The OCC said the Fed could also consider "non-authorization, clearance and settlement costs that are specific to a particular electronic debit transaction."

Walsh also warned about the hit banks would take to fee revenue as a result of the plan.

The Fed's proposal offered two options that involve setting specific fees per transaction. Under one option, there would be an issuer-specific interchange fee with a safe harbor initially set at 7 cents per transaction and a cap set at 12 cents per transaction. A second option would place a 12 cent cap on transactions applicable to all covered issuers.

The Fed has estimated that setting such specific fee caps would result in a 70% reduction of interchange revenue, according to the OCC.

"The impact of a revenue reduction of this magnitude has not been studied, but it is clear that it will change how financial institutions, both large and small, will do business, with obvious negative impacts on their ability to recover their costs of operation and unpredictable collateral consequences for their customers," wrote Walsh.

The OCC urged the Fed to give further consideration to the costs that should be taken into account in calculating the allowable rate.

Lastly, the agency expressed concern about adoption of an alternative that would allow issuers to recover costs for major technological innovations.

Doing so, the OCC argued would "make the board the gatekeeper for determining which innovations are significant enough to be eligible for the adjustment. Moreover, adopting the second alternative could discourage issuers from engaging in incremental improvements to existing fraud prevention technologies."

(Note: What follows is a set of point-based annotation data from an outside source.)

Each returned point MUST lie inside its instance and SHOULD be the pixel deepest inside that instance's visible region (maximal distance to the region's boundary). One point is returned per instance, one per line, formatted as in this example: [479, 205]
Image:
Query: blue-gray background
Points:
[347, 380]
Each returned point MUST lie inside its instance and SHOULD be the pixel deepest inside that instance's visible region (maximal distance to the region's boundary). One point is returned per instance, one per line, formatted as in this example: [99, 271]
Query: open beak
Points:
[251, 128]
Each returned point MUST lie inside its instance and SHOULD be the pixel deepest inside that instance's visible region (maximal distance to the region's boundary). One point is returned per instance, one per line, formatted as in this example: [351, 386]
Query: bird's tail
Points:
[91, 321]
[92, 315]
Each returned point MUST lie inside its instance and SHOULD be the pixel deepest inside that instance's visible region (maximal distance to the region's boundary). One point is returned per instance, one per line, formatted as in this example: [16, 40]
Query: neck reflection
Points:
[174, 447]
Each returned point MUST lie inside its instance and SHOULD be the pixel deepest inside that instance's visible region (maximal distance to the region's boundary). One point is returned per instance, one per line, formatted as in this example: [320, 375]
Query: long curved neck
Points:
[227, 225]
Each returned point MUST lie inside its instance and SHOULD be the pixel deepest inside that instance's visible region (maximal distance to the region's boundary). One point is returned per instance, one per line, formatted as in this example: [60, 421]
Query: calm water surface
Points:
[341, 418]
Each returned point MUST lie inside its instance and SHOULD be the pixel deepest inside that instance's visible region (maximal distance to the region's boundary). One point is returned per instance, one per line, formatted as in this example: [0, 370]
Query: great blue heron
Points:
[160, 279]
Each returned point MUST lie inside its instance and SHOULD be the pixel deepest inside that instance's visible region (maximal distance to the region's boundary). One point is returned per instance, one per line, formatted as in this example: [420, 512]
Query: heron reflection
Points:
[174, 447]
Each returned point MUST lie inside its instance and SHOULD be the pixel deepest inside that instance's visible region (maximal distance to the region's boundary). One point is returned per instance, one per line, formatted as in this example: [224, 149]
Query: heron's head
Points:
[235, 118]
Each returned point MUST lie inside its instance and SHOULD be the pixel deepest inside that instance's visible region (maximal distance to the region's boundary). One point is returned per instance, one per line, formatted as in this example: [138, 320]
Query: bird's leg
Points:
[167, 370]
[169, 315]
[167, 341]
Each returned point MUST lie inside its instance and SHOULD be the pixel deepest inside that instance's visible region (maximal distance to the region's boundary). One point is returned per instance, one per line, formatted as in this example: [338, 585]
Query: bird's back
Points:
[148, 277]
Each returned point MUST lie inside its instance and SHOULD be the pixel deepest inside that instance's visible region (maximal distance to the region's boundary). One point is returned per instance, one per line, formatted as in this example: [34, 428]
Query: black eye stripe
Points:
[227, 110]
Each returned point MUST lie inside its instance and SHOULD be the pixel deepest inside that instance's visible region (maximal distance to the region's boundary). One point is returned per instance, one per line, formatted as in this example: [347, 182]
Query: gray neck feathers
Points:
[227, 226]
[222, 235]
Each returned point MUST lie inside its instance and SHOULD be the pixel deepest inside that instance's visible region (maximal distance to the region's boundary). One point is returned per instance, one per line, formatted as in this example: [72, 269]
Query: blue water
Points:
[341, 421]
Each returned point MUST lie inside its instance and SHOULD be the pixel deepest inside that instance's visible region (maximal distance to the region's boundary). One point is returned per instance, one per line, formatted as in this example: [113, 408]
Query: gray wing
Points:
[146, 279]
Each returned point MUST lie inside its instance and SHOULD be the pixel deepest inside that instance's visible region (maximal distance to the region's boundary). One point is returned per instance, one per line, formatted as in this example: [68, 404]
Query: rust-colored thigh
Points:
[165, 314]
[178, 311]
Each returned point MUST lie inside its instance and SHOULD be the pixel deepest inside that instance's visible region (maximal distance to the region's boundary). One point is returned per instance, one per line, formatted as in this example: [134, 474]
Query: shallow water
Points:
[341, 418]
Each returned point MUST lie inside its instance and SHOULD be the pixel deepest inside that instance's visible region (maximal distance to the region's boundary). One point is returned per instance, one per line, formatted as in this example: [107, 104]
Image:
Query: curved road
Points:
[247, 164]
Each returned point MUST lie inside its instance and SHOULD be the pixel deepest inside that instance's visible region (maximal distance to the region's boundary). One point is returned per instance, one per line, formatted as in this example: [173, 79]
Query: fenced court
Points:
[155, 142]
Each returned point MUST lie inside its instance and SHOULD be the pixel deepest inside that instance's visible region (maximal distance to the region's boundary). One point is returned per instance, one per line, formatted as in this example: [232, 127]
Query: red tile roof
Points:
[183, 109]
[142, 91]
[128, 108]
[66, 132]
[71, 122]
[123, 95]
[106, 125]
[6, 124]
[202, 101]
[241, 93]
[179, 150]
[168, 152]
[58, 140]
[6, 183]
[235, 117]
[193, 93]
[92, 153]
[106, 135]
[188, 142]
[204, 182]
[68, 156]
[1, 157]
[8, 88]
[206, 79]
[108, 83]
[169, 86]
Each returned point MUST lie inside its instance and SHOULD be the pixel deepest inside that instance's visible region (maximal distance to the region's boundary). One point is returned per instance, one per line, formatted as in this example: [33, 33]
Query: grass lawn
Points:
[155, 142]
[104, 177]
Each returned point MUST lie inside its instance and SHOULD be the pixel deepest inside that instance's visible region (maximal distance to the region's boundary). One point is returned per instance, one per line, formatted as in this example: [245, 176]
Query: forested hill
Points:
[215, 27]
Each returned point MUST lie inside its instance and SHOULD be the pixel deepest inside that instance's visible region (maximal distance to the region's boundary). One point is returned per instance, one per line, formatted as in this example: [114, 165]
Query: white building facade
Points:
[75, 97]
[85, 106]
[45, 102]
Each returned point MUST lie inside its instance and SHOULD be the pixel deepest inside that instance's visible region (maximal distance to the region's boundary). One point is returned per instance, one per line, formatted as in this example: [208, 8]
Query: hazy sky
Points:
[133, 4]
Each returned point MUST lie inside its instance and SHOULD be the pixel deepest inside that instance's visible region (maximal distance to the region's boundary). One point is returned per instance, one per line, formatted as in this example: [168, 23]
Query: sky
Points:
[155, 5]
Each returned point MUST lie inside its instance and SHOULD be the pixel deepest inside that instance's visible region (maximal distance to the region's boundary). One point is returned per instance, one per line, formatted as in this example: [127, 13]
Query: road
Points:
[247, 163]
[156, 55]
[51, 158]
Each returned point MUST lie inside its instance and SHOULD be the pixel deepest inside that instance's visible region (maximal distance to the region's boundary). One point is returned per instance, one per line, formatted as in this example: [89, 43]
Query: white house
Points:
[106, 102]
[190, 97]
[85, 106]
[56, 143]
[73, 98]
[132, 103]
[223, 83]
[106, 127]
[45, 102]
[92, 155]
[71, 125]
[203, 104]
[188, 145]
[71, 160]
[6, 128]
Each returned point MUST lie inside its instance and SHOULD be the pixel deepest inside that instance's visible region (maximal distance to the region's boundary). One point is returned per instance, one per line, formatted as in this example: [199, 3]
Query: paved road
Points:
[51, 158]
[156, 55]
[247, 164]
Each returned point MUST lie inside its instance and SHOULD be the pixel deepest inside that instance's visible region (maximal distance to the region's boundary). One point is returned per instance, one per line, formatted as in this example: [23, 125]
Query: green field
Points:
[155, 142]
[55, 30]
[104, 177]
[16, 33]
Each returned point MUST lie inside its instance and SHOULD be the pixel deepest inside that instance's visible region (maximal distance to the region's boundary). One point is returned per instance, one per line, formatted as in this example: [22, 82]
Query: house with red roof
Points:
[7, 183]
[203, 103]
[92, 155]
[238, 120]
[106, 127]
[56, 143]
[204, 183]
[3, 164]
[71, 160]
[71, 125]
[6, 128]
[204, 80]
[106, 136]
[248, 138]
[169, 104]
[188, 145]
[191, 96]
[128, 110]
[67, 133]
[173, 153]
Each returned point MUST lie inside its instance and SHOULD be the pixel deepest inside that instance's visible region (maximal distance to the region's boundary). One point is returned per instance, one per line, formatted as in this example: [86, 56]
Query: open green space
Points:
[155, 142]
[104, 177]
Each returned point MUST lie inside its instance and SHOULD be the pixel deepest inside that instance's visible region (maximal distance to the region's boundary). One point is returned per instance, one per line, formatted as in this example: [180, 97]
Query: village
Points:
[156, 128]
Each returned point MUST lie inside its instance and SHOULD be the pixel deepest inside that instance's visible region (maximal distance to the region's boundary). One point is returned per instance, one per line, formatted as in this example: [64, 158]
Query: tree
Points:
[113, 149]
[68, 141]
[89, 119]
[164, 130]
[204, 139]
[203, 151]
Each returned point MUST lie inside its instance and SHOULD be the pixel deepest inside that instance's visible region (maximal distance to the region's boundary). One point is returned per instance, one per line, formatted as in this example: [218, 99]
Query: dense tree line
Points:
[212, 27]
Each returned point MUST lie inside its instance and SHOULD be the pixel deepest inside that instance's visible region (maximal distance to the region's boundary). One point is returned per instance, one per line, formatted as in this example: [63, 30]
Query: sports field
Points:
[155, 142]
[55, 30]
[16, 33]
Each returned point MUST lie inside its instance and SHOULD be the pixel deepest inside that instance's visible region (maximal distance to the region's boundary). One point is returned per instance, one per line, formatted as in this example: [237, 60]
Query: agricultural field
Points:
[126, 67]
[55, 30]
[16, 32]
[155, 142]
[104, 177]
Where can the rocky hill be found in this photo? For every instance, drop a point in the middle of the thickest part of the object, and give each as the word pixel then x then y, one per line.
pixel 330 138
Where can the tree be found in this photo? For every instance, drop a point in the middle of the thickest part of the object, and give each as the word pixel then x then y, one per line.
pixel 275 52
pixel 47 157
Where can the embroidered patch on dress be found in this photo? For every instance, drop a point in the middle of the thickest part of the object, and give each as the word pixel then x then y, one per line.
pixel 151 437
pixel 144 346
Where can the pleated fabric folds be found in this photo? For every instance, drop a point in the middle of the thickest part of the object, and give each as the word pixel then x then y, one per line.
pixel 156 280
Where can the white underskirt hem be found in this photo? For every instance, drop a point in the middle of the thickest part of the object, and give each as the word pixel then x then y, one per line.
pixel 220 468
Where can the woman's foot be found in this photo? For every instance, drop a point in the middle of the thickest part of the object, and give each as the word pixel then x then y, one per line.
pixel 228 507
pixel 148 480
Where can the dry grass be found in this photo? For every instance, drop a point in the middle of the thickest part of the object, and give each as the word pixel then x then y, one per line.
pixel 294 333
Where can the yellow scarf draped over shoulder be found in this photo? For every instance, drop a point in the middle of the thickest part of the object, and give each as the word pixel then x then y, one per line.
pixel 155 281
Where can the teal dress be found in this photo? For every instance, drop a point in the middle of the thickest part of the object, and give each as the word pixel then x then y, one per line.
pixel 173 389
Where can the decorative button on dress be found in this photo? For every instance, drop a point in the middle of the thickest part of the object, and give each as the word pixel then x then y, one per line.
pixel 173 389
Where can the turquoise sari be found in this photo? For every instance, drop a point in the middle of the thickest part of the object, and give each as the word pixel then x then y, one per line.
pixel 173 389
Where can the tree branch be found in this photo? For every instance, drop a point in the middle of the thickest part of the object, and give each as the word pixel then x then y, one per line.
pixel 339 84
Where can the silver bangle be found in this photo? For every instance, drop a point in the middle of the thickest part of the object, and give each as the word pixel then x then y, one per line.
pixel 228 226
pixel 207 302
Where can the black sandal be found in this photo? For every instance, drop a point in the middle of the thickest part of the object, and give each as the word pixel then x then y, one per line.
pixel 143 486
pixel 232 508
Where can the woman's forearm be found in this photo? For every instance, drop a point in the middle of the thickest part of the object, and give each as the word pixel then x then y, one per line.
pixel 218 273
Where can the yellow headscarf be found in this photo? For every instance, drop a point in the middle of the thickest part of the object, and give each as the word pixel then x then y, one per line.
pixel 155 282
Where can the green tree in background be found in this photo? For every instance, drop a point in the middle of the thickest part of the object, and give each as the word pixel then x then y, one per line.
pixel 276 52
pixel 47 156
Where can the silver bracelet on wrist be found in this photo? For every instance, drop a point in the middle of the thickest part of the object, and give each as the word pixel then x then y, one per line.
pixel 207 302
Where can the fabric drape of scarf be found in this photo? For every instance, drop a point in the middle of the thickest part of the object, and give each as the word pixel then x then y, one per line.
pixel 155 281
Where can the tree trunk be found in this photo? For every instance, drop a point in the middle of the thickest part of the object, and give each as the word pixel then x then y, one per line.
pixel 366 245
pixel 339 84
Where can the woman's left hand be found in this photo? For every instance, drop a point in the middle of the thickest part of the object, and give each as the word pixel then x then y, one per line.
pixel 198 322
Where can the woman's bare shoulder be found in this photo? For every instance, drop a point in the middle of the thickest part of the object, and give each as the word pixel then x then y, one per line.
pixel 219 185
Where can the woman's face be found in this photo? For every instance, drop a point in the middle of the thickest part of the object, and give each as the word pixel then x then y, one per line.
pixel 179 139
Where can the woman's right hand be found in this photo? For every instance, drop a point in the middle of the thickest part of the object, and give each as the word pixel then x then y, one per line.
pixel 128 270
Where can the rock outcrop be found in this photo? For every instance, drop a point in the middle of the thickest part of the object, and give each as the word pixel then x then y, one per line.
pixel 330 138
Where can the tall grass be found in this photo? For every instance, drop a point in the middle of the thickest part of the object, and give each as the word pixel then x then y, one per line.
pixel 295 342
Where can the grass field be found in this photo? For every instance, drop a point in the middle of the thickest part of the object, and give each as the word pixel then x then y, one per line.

There has been growing momentum by lawmakers, bankers, community banks, and credit unions to slow down the process and consider the rule further before the Fed is required to implement the new rule in April. Sen. Jon Tester, D-Mont., is widely expected to introduce a bill soon that would delay implementation of the Fed rule for two years. But Sen. Dick Durbin, the author of the interchange provision in the Dodd-Frank bill, has said he will oppose any such attempt.

The OCC is the third bank regulator to raise concerns with the plan. Fed Chairman Ben Bernanke and Federal Deposit Insurance Corp. Chairman Sheila Bair have expressed reservations over the rule and its potential impact on small banks.

While banks with less than $10 billion of assets are ostensibly exempted from the pending rule, regulators have suggested that smaller banks may still be hurt.

"It may not be the case that, in practice, they are exempt, but I don't know for sure," Bernanke said. "Of course, one way to address it is, if Congress wants to, would be to require the networks to differentiate."

Bair has echoed a similar sentiment saying adoption of a two-tiered system would ensure community banks are truly exempt.

Community banks have raised concerns about the provision since the start, arguing that, if large banks must limit their fees, merchants may refuse to accept debit cards issued by smaller institutions if they do not follow suit. Both Bernanke and Bair acknowledged such a situation is possible unless the card networks agree to a two-tiered rate system that prevents merchants from taking such action.